La fermeture de l’usine Goodyear à Amiens et le licenciement de ses 1134 salariés n’ont donc pas été une mauvaise affaire pour tout le monde. En revanche, pour les salariés, le bilan est catastrophique, comme le notait, l’année dernière, l’Humanité. Dans un article titré « Goodyear : le vrai bilan d’une fermeture », le quotidien expliquait que la liquidation de l’usine s’était traduite très concrètement par une douzaine de morts, dont trois suicides. Mickaël Wamen se souvient de « ce camarade », interné pour dépression, qui s’est pendu dans sa chambre, trois semaines après que l’usine ait fermé ses portes. Il évoque aussi cet ancien collègue, bousillé par un cocktail d’alcool et d’antidépresseurs, percuté par une voiture, alors qu’il divaguait de nuit sur une route proche de chez lui. « Sa femme a toujours pensé qu’il avait préféré se jeter sous les roues du véhicule », assène sombrement Mickaël Wamen, pour qui Goodyear est responsable de ces morts, directement ou indirectement.

Le syndicaliste a vu beaucoup de ses camarades d’usine et de lutte sombrer dans l’alcool. « Une usine qui ferme, rappelle l’ex-secrétaire du syndicat CGT Goodyear, ce sont tous ces copains qu’on voyait le tous les matins et qu’on perd de vue parce qu'ils finissent pas se terrer chez eux ». Il raconte ces ex-collègues décédés prématurément à la quarantaine, d’une crise cardiaque ou d’une hémorragie interne.

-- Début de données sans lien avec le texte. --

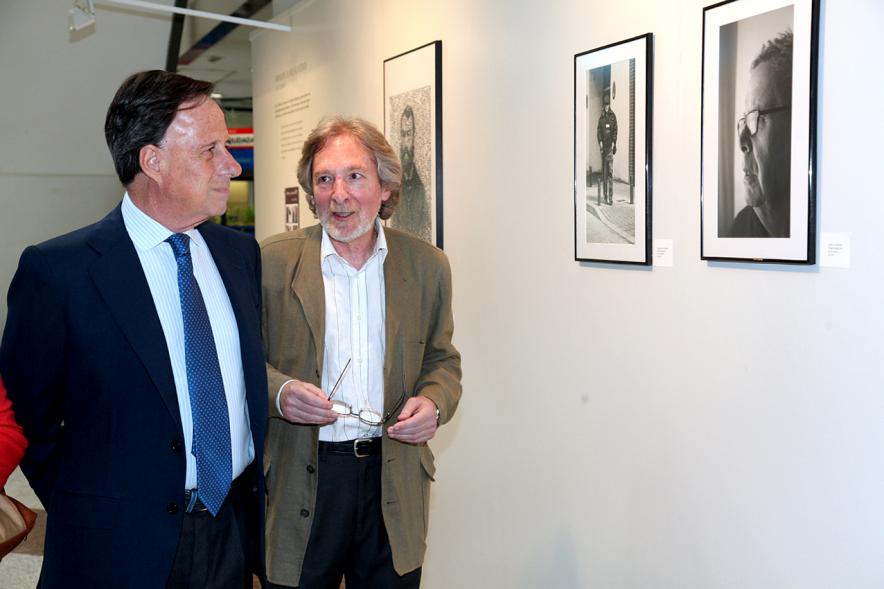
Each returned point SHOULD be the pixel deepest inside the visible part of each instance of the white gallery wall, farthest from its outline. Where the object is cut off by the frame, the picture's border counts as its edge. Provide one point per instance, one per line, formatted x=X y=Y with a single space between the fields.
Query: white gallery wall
x=56 y=173
x=700 y=426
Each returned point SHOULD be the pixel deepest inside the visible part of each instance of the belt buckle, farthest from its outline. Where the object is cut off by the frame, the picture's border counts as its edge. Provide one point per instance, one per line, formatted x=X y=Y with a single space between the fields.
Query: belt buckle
x=356 y=447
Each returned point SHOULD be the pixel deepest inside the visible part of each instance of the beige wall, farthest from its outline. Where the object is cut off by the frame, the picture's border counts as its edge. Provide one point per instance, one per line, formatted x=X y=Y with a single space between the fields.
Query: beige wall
x=703 y=426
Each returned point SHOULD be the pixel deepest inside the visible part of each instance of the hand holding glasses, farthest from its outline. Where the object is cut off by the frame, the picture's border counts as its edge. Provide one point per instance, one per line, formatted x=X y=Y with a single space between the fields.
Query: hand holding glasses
x=367 y=416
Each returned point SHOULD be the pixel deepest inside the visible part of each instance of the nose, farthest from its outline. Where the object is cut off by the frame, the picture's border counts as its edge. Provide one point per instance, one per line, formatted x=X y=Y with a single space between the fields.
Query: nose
x=231 y=167
x=745 y=140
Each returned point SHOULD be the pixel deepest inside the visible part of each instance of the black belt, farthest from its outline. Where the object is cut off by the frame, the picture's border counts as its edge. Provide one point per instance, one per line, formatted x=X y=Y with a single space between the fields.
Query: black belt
x=238 y=488
x=360 y=448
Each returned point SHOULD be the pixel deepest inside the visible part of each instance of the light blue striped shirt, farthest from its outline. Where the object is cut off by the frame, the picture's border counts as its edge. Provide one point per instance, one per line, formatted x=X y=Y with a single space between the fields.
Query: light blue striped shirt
x=161 y=271
x=355 y=312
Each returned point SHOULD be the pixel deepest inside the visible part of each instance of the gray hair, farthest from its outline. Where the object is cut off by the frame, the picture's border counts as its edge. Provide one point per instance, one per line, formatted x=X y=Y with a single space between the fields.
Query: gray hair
x=388 y=166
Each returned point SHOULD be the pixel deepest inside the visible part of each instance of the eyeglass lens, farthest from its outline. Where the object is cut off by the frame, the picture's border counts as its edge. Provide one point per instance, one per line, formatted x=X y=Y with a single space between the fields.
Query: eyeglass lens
x=750 y=121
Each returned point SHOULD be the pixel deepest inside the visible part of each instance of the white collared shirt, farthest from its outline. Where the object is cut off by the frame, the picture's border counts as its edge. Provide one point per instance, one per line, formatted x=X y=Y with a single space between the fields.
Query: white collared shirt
x=161 y=271
x=355 y=312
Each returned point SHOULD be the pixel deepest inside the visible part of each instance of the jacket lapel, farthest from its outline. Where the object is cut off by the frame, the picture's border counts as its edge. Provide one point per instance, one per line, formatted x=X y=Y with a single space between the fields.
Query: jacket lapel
x=309 y=289
x=120 y=280
x=243 y=296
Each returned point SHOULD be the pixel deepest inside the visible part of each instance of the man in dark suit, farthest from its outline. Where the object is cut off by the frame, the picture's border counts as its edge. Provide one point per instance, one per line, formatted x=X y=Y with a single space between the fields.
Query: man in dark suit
x=132 y=354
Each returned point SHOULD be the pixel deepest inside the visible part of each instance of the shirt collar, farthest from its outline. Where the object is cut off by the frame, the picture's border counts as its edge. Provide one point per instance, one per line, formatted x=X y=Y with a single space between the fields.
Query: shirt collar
x=145 y=231
x=380 y=245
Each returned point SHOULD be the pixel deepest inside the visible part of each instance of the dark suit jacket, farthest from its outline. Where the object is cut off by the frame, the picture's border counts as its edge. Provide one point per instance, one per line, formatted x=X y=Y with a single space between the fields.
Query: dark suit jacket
x=87 y=368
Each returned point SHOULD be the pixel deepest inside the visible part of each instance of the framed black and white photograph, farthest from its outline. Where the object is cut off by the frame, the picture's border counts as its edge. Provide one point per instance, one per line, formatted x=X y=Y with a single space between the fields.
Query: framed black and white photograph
x=612 y=152
x=413 y=126
x=759 y=131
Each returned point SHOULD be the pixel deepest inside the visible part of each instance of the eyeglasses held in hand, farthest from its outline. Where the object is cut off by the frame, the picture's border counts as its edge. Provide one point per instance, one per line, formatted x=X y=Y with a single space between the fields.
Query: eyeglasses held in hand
x=367 y=416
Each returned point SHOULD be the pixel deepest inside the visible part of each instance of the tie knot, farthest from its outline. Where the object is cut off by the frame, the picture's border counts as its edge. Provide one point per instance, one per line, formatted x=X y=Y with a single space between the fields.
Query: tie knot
x=180 y=243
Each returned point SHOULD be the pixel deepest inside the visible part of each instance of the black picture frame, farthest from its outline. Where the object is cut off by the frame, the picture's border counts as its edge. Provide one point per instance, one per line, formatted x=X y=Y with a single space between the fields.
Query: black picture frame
x=612 y=193
x=413 y=92
x=758 y=132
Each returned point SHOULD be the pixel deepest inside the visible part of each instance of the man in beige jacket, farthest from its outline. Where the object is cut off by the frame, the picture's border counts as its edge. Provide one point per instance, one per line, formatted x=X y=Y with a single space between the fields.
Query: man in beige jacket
x=361 y=370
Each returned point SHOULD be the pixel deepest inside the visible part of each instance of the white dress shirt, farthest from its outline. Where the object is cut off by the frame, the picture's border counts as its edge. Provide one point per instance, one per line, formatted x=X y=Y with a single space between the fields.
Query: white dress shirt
x=161 y=271
x=355 y=311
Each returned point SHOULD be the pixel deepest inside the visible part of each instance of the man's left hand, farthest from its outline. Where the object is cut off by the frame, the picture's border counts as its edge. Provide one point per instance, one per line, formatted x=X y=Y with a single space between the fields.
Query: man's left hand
x=417 y=422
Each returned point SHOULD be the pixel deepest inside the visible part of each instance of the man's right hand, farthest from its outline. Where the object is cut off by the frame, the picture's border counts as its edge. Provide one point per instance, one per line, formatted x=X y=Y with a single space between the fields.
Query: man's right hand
x=302 y=402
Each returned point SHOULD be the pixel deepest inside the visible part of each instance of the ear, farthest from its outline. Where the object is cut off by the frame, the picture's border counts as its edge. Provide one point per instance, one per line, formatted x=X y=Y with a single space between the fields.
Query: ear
x=151 y=159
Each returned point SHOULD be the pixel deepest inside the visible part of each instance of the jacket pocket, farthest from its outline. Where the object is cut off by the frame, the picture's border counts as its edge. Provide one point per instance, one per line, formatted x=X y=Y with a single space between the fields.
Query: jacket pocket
x=87 y=511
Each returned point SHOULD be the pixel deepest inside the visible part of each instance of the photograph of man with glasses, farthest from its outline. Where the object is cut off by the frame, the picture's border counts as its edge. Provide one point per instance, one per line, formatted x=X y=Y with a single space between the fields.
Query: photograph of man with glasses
x=764 y=136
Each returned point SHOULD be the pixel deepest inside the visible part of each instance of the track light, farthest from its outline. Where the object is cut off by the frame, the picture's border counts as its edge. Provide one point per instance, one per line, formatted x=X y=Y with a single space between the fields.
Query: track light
x=82 y=15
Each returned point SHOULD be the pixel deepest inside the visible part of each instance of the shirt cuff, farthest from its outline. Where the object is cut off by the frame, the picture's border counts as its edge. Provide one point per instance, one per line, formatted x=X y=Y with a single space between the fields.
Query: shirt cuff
x=279 y=395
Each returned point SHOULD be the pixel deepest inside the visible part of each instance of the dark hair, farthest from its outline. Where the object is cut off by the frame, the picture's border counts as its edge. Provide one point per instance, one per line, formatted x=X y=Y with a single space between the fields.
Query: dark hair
x=389 y=168
x=777 y=53
x=142 y=110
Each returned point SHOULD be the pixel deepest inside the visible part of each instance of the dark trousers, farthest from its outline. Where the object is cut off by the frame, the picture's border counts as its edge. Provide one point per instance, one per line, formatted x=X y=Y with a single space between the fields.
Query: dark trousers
x=347 y=537
x=219 y=552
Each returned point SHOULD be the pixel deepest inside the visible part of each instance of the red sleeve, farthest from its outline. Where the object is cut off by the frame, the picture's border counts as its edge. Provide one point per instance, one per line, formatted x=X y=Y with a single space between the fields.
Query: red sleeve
x=12 y=440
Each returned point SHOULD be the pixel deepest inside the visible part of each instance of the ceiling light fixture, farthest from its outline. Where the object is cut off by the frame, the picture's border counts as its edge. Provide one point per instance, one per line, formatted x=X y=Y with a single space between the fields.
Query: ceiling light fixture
x=81 y=15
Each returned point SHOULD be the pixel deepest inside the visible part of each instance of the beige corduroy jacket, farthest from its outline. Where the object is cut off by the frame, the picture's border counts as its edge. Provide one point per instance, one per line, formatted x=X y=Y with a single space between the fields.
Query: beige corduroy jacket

Des décès qu’il impute notamment à l’alcool. « Vous avez des gars qui jusque-là prenaient juste un verre à l’occasion entre collègues et qui se sont mis à boire pour de bon », déplore Mickaël Wamen, qui résume le cercle vicieux qui a conduit de nombreux ex-Goodyear au naufrage social : la dépression , l'alcool, puis la séparation ou le divorce, suivis de la vente de la maison.

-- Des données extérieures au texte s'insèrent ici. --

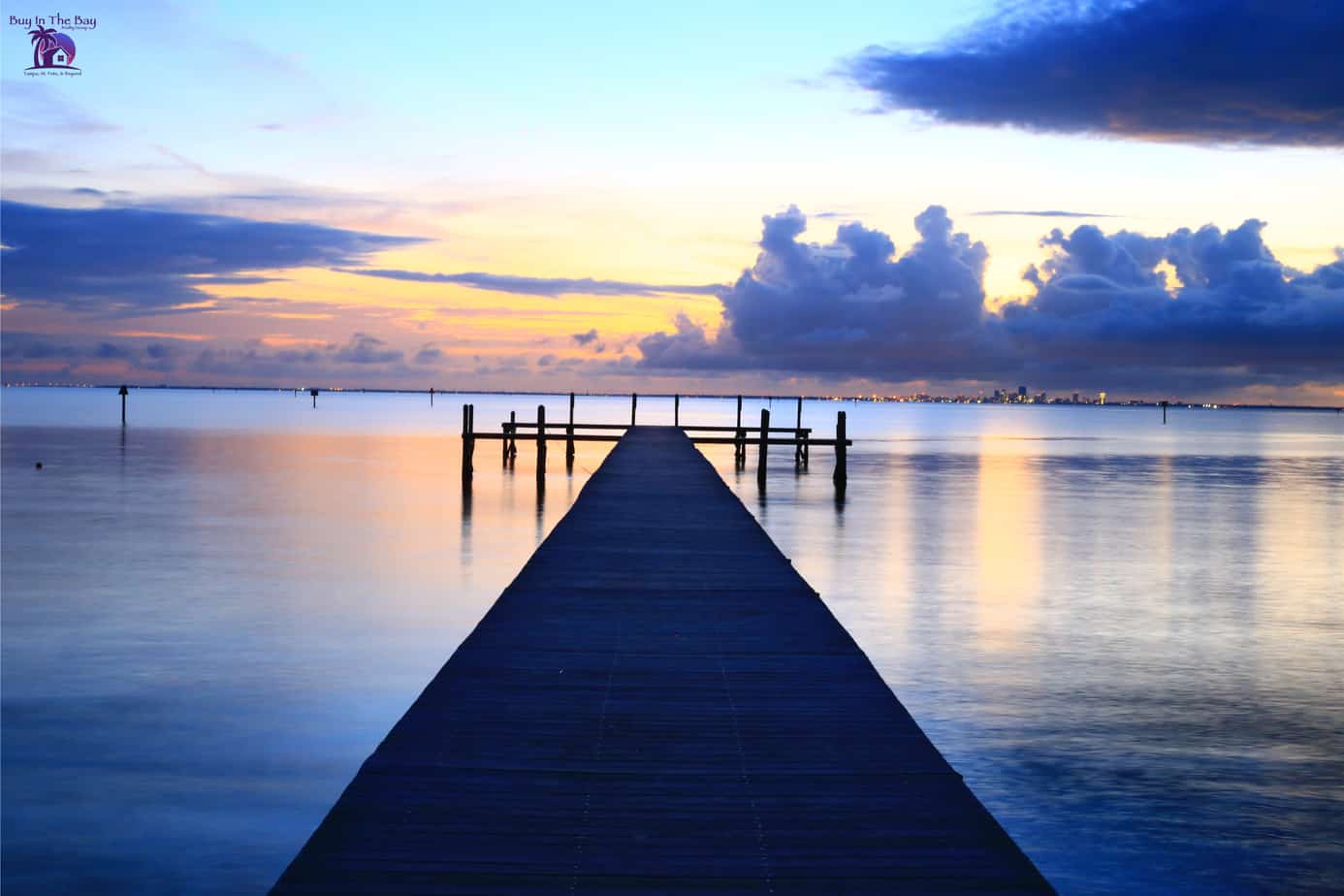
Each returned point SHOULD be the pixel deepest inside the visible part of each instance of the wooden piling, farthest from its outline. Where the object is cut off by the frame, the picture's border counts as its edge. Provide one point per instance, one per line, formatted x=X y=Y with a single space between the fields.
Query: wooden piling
x=568 y=439
x=468 y=445
x=842 y=474
x=739 y=448
x=797 y=434
x=540 y=446
x=765 y=445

Mickaël Wamen dénonce aussi les effets sur la santé des années passées à trimer à l’usine. Une usine amiénoise où les conditions de travail étaient particulièrement dures. Il évoque le cas d’un ami, qui avait été mis en invalidité. Cet ouvrier qui s’était broyé le dos au travail, suivait un traitement lourd pour traiter son hernie discale, à base d’anti-douleurs à haute dose. Il est finalement décédé à l’âge de 58 ans. Il a aussi pu constater un nombre élevé de décès par cancer, après 20 ou 25 années de travail. Le comité d’hygiène, de sécurité et des conditions de travail (CHSCT) avait dénoncé dès 2009, l’utilisation de composés cancérigènes, les hydrocarbures aromatiques polycycliques (HAP), dans le processus de fabrication des pneus. Une class action (plainte collective) est toujours en cours devant la cour de l’Ohio. Cette action collective engage plus d’un millier de salariés qui accusent Goodyear de les avoir exposés à ces substances toxiques sans protection, ni information. Dans un rapport de mai 2009, la CGT faisait état de 40 décès par cancer en deux ans. Comme l’amiante, les HAP entraîneraient des cancers de la gorge, des poumons et de l’estomac.

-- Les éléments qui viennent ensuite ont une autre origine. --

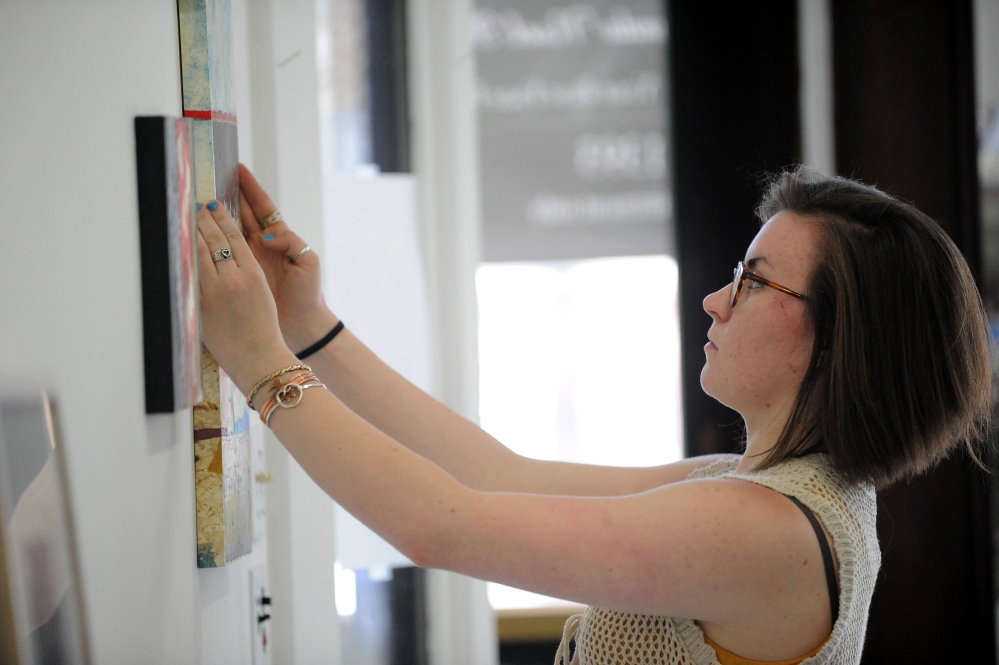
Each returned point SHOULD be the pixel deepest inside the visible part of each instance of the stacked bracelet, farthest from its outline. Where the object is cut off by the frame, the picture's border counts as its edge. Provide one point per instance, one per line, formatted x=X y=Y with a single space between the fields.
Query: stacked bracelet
x=288 y=395
x=321 y=343
x=269 y=377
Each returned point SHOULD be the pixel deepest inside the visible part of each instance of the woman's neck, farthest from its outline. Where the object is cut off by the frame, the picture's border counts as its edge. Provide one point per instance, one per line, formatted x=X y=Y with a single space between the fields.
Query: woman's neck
x=762 y=434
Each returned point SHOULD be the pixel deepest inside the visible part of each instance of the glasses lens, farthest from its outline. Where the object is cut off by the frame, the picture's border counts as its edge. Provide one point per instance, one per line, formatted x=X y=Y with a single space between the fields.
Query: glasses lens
x=736 y=285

Le documentariste Mourad Laffitte avait dénoncé l’exposition des salariés de l’usine d’Amiens-Nord à des substances toxiques dès 2012, dans « Goodyear, la mort en bout de chaîne ». En 2016, il était revenu sur la longue lutte des Goodyear avec un nouveau film « Liquidation ». Car ce combat contre la fermeture de l’usine, s’est aussi traduit par de lourdes condamnations judiciaires. Accusés d’avoir séquestré deux cadres de leur usine pendant les discussions sur la fermeture du site, huit syndicalistes ont été traduits devant les tribunaux. Un dossier éminemment politique, puisque les cadres concernés et la direction de Goodyear avaient retiré leur plainte. C’est le parquet qui a finalement mené cette action en justice qui s’est soldée, en appel, par la condamnation de quatre des huit syndicalistes jugés, dont Mickaël Wamen, à des condamnations à 12 mois de prison avec sursis, assorties d’un contrôle judiciaire strict et inscription de la condamnation au casier judiciaire B2. En première instance, en janvier 2016, plusieurs d’entre eux avaient même écopé de plusieurs mois de prison ferme. Une condamnation sévère qui « a donné le la de la répression qui a suivi lors de la loi travail », dénonce l’ex secrétaire de la CGT. Ce qu’il redoute aujourd’hui, c’est une nouvelle étape, délétère : celle qui va se traduire par l’arrêt des allocations chômage et l’entrée dans les minima sociaux, ASS et RSA, de dizaines de familles. Cette violence-là, invisible et silencieuse, ne sera, elle, jamais jugée.